Morgens ist dann aber Schluss mit lustig: Paul will wie die anderen ohne Frühstück starten! Die anderen waren um acht durch die Tür, wir brauchen erfahrungsgemäß etwas länger, sind heute aber auch bereits kurz nach halb neun startklar. Also noch schnell ein Teilchen aus dem Automaten. Der braucht sich für die Kühlung auf 9,6 Grad gar nicht anzustrengen, Kaffee bietet er leider nicht. Kurz vor neun wagen wir dann aber doch noch einen Besuch in der Bar. Es gibt zwar kein Frühstück, aber wir werden mit Café con belohnt. Als Zugabe wird auch noch ein Gasofen angeworfen. So könnten wir's aushalten. Aber wir wollen ja den Nieselregen nicht verpassen, ziehen die Regenklamotten über und starten so früh wie nie zuvor. Unsere Einheit Frühsport zieht sich über 60 Minuten und 7km. Das hört sich erstmal harmlos an. Wir haben aber erschwerte Bedingungen: etwa 340 Höhenmeter und jeder wenigstens 25kg Übergewicht. Außerdem bringt das Thermometer immer noch nicht mehr als 9 Grad.
Die Landschaft bleibt grandios, im Rückblick machen wir sogar Sonnenschein aus - da haben wir wohl mal wieder die falsche Richtung eingeschlagen? Am Straßenrand ein toter Fuchs: wie hat der das denn geschafft? Hier kommen wohl kaum mehr als zwei Autos am Tag vorbei ?
Oben hören wir ein Windrad, das sich aber im Wolkenschleier verbirgt, geradezu gespenstisch sind die rotierenden Flügel auszumachen.
Die Anstrengung hat sich jedenfalls gelohnt. Der Regen ist weg, die Sonne kämpft sich durch die Wolken und es wird auch schon etwas wärmer. Nicht, dass uns nach dem Anstieg nicht ohnehin warm ist, aber durchgeschwitzt wie wir sind, ist Kälte einfach sehr unangenehm. Wir kommen durch intensiv mit Milchkühen genutztes Grünland, auch größere Ställe sind auszumachen. Faszinierend bleibt aber die Vegetation mit kräftigen Farben: gelber und weißer Ginster, lila Heide, hellgrüne Laubbäume, dunkelgrüne Nadelbäume.

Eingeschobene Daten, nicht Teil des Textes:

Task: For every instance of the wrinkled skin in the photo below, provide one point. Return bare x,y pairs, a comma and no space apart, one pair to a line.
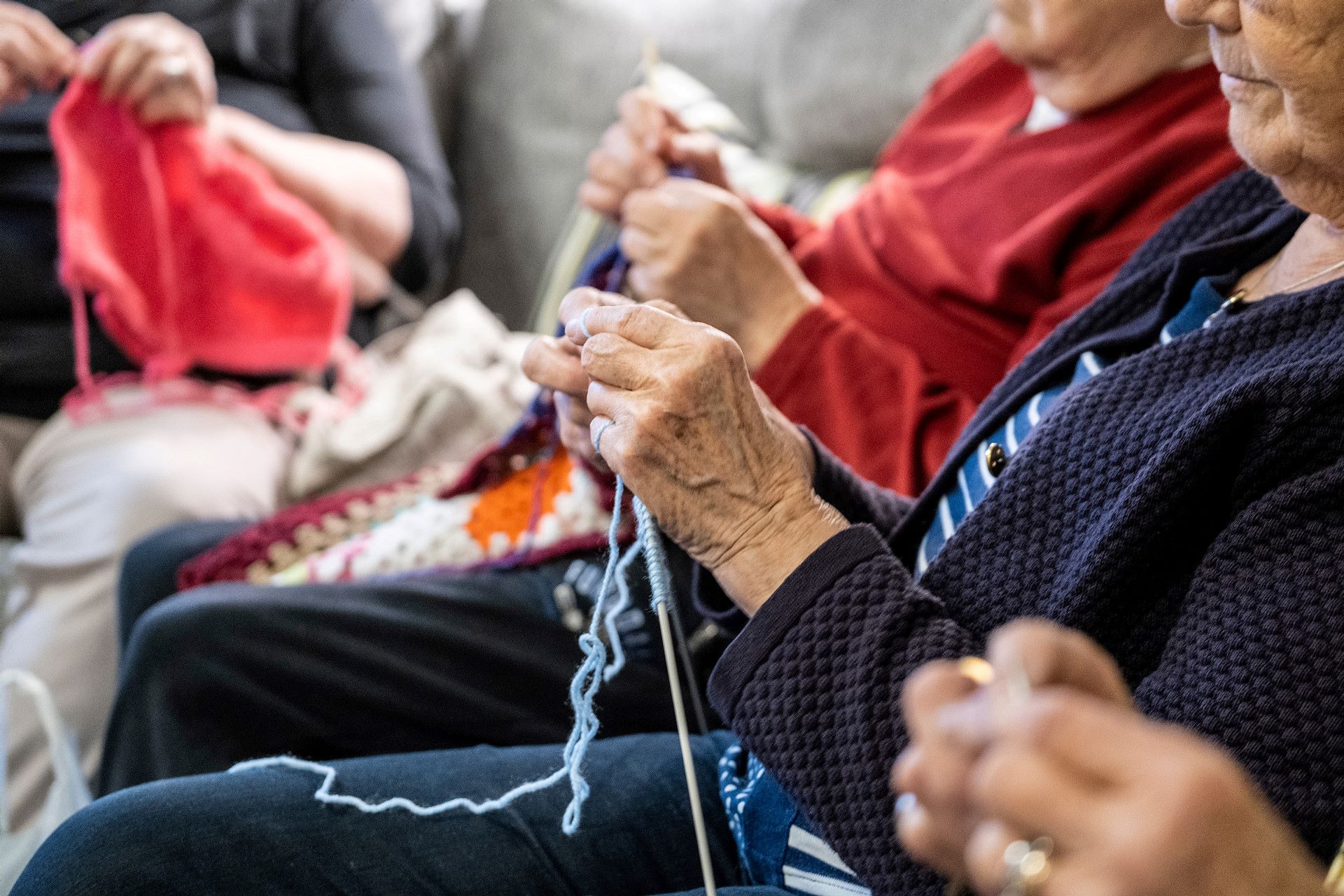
1133,808
702,248
34,54
1086,54
726,475
692,241
136,61
638,150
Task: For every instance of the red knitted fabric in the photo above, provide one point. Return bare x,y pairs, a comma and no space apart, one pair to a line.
194,255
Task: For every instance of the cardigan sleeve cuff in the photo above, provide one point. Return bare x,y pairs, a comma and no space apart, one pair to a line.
777,617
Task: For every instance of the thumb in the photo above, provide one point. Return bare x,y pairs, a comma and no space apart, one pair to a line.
698,150
1056,657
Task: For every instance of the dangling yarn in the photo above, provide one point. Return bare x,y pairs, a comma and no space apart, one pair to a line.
584,688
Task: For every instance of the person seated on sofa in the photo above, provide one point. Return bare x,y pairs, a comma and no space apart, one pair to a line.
1163,475
1034,168
990,219
312,90
1113,802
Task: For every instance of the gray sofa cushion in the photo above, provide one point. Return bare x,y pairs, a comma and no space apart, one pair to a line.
841,74
539,89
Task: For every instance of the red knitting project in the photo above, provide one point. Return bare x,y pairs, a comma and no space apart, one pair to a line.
194,255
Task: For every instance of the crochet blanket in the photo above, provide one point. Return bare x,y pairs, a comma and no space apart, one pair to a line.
522,501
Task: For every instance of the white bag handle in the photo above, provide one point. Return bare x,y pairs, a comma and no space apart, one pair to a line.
69,777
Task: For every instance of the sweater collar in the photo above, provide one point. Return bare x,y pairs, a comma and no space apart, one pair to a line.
1261,234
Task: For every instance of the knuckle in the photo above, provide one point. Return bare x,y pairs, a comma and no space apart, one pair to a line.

Nach 20km ist in Rodeiro der nächste Café con fällig. Auf die regionale Spezialität "Pulpo" (das Meer ist hier aber noch lange nicht auszumachen) verzichten wir noch. Die Klamotten von gestern sind zwar verschwitzt, aber (fast) trocken und dann doch angenehmer als das nasskalte Zeug von heute morgen.
Zu intensivem Blütenduft kommt dann auch noch der Duft von frisch geschnittenem Gras, das in der Sonne trocknet - genial!
Unser heutiges Pensum ist begrenzt, weil die Quartiere bis Santiago nicht so recht in unseren Rhythmus passen. Deshalb können wir uns in Agolada auch noch eine richtige Mittagspause gönnen. Auf kulinarische Experimente möchte ich heute verzichten und beende die Fastenzeit vorzeitig mit einer Kalbslende - erleichtert stelle ich fest, dass auch regional people nicht konsequent bei Fisch bleiben.
Außerdem hat hier doch tatsächlich ein Laden geöffnet! So kann ich mir endlich ein Paar Socken zulegen: unterwegs hatte ich ein Paar gewaschen und zum Trocknen auf den Lenker gelegt - einer ging auf der Fahrt verloren. Und vor ein paar Tagen ging dann ein zweites Paar im Bermudadreieck der Taschen verloren :-( höchste Zeit für Ersatz !
Und so treten wir müde die letzten km für heute an, die immer wieder auch Anstiege beinhalten. In Vila de Cruzes bekommen wir ein großzügiges Zimmer und lassen den Tag ruhig ausklingen. Für Santiago gehen wir auf Nummer sicher und buchen schon mal vorab.